Han Kang, tra ragione e visione

di Antonio Stanca

   Dello scorso Marzo è l’edizione più recente, presso Adelphi, de La scatola delle lacrime, un breve racconto della scrittrice coreana Han Kang, Nobel per la Letteratura nel 2024. La traduzione è di Lia Iovenitti, le illustrazioni di Bomroya. La prima edizione dell’opera risale al 2008. La scrittrice aveva trentotto anni e scriveva da quando ne aveva poco più di venti. Prime erano state alcune raccolte di poesie, poi erano venuti racconti, saggi, novelle e nel 1994 erano comparsi i primi romanzi. Sarebbero risultati il suo genere preferito poiché più di ogni altro lo aveva creduto idoneo a rappresentare il vasto e vario travaglio che, secondo lei, avviene nell’animo umano, nell’interiorità più remota, nei recessi dello spirito.

   Nata nella Corea del Sud, a Gwangju, nel 1970, Han Kang a dieci anni era andata a vivere con la famiglia a Seul. Qui aveva compiuto gli studi ed aveva esordito, giovanissima, come autrice prima di opere poetiche poi saggistiche e narrative. Il romanzo l’avrebbe attirata più di ogni altro genere per la possibilità che le offriva di rappresentare i suoi temi ricorrenti, gli sviluppi del pensiero, i travagli interiori. A volte i suoi romanzi sarebbero stati una continuazione, un ampliamento, un arricchimento dei suoi racconti, una loro versione più completa. Succedeva così perché non pensava mai concluse le sue opere e sempre possibili le riteneva di altre, di nuove parti. Era questo movimento del suo spirito a tenerla in una condizione simile, ad esporla a sempre nuove intuizioni, acquisizioni, a fargliele considerare importanti, necessarie. Sarà stata tale condizione che lei pensava derivata dalla vita, dalla società, dai costumi dei tempi moderni, dalla crisi di riferimenti, valori durati per secoli, saranno stati questi ambienti a rendere insicura la Han Kang e a farle fare altrettanto con i personaggi principali, i protagonisti delle sue opere maggiori. Queste vanno collocate nei primi anni Duemila e vi rientra anche La scatola delle lacrime che, a differenza di altri racconti, rimase tale, non ebbe gli sviluppi ampi di un romanzo. In qualità di racconto, però, l’opera si fa interprete di un altro aspetto, di un altro modo della scrittrice, quello di concepire delle favole, di credere nei sogni, nelle invenzioni e di rimanere tra queste mentre nei romanzi tenderà sempre a chiarire, correggere quanto risultava difficile, oscuro.

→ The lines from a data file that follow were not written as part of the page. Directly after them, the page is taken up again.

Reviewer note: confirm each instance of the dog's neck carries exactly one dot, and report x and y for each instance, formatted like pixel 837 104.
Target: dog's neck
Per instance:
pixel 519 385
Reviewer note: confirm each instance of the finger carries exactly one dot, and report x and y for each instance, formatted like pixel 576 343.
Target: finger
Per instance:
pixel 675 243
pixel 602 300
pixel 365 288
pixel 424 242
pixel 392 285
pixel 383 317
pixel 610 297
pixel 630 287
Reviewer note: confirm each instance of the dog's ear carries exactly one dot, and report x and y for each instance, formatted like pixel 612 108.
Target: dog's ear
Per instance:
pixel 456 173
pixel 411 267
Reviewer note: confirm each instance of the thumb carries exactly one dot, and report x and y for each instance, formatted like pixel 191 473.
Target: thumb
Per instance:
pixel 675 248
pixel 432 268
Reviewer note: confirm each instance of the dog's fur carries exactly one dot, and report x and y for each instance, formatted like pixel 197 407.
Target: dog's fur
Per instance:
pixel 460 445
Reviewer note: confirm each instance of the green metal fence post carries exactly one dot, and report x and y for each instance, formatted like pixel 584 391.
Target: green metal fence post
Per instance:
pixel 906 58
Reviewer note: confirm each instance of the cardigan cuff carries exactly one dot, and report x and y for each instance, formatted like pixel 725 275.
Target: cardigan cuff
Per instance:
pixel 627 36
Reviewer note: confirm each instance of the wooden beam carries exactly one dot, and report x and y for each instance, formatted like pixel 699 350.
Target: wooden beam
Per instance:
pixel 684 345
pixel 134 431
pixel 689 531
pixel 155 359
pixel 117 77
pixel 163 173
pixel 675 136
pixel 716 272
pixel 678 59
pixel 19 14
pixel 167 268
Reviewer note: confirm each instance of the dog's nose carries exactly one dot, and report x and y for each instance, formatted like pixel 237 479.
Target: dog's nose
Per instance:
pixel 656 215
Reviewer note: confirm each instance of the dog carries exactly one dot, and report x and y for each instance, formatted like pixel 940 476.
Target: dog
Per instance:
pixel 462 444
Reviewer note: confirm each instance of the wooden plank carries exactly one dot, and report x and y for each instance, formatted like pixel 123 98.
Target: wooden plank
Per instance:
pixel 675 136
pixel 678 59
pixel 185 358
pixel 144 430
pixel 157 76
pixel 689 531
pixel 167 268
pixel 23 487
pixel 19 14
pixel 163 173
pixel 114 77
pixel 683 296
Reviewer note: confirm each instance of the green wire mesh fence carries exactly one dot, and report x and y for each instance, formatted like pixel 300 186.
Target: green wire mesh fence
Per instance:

La ragione insegue questa scrittrice ma anche la visione, sicura, certa vuole essere ma anche incantata, estasiata vuole rimanere. Sarà per questo motivo che ne La scatola delle lacrime il caso della bambina che piange sempre senza che abbia mai versato la lacrima speciale cercata dal mercante di lacrime, tutto vestito di nero e con l’uccellino che lo accompagna, giunto nello sperduto villaggio tra le montagne coreane dove quella bambina vive, e l’altro caso dell’uomo molto vecchio che, pur essendo reduce da tante disgrazie, non è riuscito a versare nessuna lacrima e vorrebbe farlo e a quell’uomo e a quella bambina, che in viaggio si erano messi per raggiungere il suo villaggio, arriva a chiederlo, saranno i due problemi che cercano soluzione. E la troveranno ma non diventerà completamente chiara, a volte accetterà di rimanere nel mistero o almeno nella magia, tra le invenzioni del mercante. Come era comparso così scomparirà, senza lasciare alcuna traccia se non quella del ricordo, per la bambina e il vecchio, delle sue parole, dei suoi pensieri, delle sue azioni e soprattutto del viaggio compiuto con lei tra i monti nonostante il freddo. Sono situazioni, immagini, frangenti di luce, di colore, di suono che attirano, affascinano e che solo chi le ha vissute può sentirle in modo così naturale, può trasmetterle con tale facilità. Partecipe di quanto sta dicendo fa il lettore questa scrittrice. Non c’è differenza tra quanto scrive e quanto è avvenuto: è il segno della vera scrittura, di quella che coinvolge già dalle prime parole.